July Jobs Jolt: Construction finds summer stride

Finally, construction workers across the land are donning their hard hats and returning to work, en masse. If many of you already knew that, then at least the numbers have finally caught up to reality.

Welcome confirmation came last week from the U.S. Dept. of Labor’s Bureau of Labor Statistics (BLS), which released data that has helped to assuage long-standing concerns about the health of both the U.S. economy and the nation’s construction industry. Overall, the U.S. added a surprisingly hale 255,000 jobs in July, including 14,000 in the construction ranks and another 7,000 in architectural and engineering professional services. This followed a three-month loss of 27,000 jobs in this industry. Of the July rebound, nonresidential construction accounted for 11,500 of the latest total gains.

These numbers “provide evidence that the nonresidential construction recovery is not stalled,” said Anirban Basu, chief economist at both Associated Builders & Contractors (ABC), as well as Procore Technologies. “If there is a slowdown in construction, it appears to be in residential activity.”

“Construction employment increased from June 2015 to June 2016 in 228 of the 358 metro areas… [But] increases are becoming less widespread as more contractors run into difficulty finding qualified workers”

— Ken Simonson, AGC Chief Economist

“Contractors are adding employees in most parts of the country, while construction job losses are primarily in areas most affected by the steep decline in oil and gas drilling,” noted Ken Simonson, chief economist for Associated General Contractors of America (AGC). He added that construction employment had hit new peak levels in 32 metro areas, and in general, had increased in 228 out of 358, between June 2015 and June 2016. “However, increases are becoming less widespread as more contractors run into difficulty finding qualified workers,” said Simonson.
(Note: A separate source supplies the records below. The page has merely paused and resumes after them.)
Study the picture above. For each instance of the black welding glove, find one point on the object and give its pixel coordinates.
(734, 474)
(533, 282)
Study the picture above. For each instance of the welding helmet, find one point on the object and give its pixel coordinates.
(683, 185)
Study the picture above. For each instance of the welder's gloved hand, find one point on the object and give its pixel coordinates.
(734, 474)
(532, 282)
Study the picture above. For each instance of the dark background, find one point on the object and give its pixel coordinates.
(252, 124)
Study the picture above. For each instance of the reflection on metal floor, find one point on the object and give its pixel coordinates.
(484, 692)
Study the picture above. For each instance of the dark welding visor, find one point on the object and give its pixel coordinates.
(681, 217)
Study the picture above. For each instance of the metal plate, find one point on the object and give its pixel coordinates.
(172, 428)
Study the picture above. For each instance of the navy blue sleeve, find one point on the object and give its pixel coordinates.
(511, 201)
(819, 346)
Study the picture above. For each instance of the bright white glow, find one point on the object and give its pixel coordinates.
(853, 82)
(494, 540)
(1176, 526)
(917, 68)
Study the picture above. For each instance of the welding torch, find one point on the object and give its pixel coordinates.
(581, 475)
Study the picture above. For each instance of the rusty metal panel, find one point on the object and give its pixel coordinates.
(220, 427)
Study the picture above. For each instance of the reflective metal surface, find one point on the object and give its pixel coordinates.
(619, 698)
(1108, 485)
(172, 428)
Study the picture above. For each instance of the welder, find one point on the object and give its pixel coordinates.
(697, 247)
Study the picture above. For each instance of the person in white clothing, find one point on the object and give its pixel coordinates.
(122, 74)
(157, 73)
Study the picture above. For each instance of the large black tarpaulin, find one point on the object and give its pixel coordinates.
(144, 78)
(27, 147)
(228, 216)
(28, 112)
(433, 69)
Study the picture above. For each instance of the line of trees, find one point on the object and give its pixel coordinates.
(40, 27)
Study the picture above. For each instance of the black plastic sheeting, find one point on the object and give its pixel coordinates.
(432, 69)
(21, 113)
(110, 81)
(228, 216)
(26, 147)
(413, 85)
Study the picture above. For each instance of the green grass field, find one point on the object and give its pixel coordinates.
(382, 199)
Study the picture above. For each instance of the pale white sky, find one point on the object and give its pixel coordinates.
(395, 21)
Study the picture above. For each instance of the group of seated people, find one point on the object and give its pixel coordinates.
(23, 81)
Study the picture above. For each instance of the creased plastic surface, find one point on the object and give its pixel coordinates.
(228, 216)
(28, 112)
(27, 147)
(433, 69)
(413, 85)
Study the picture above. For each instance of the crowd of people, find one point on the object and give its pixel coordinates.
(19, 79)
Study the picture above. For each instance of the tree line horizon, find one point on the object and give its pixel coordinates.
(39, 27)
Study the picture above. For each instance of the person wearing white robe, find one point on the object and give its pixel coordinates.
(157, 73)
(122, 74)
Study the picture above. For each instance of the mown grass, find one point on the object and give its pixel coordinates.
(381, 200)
Skilled labor’s tightening supply is the fly in the ointment for more growth. At 4.5%, the U.S. construction employment rate already is below the national rate of 4.9%. “The implication is that wage pressures continue to build,” explained Basu. In response, contractors will likely feel forced to pass along cost increases to customers in order to maintain current levels of profitability, he added.

  • Below, Procore’s latest Construction Health Indicator (CHI) for Labor. For more, click here.

In the past, economists and industry members alike have expressed concern that a lack of labor and a corresponding increase in project costs, sideline some projects, with unskilled labor putting others behind schedule. As a result, training and recruitment remain key priorities among construction firms and industry groups like ABC, AGC, and the AFL-CIO Building & Construction Trades.

Last week, AGC CEO Stephen E. Sandherr said the latest employment data underscores the need to reinvigorate high school-level training programs to encourage more students to pursue construction careers. “It makes no sense that there are thousands of young people who can’t find a job while we have hundreds of members who can’t find enough workers,” he lamented. “Congress can help fix this mismatch by passing legislation that makes it easier for schools to prepare students with the skills they need to find high-paying jobs in careers like construction.”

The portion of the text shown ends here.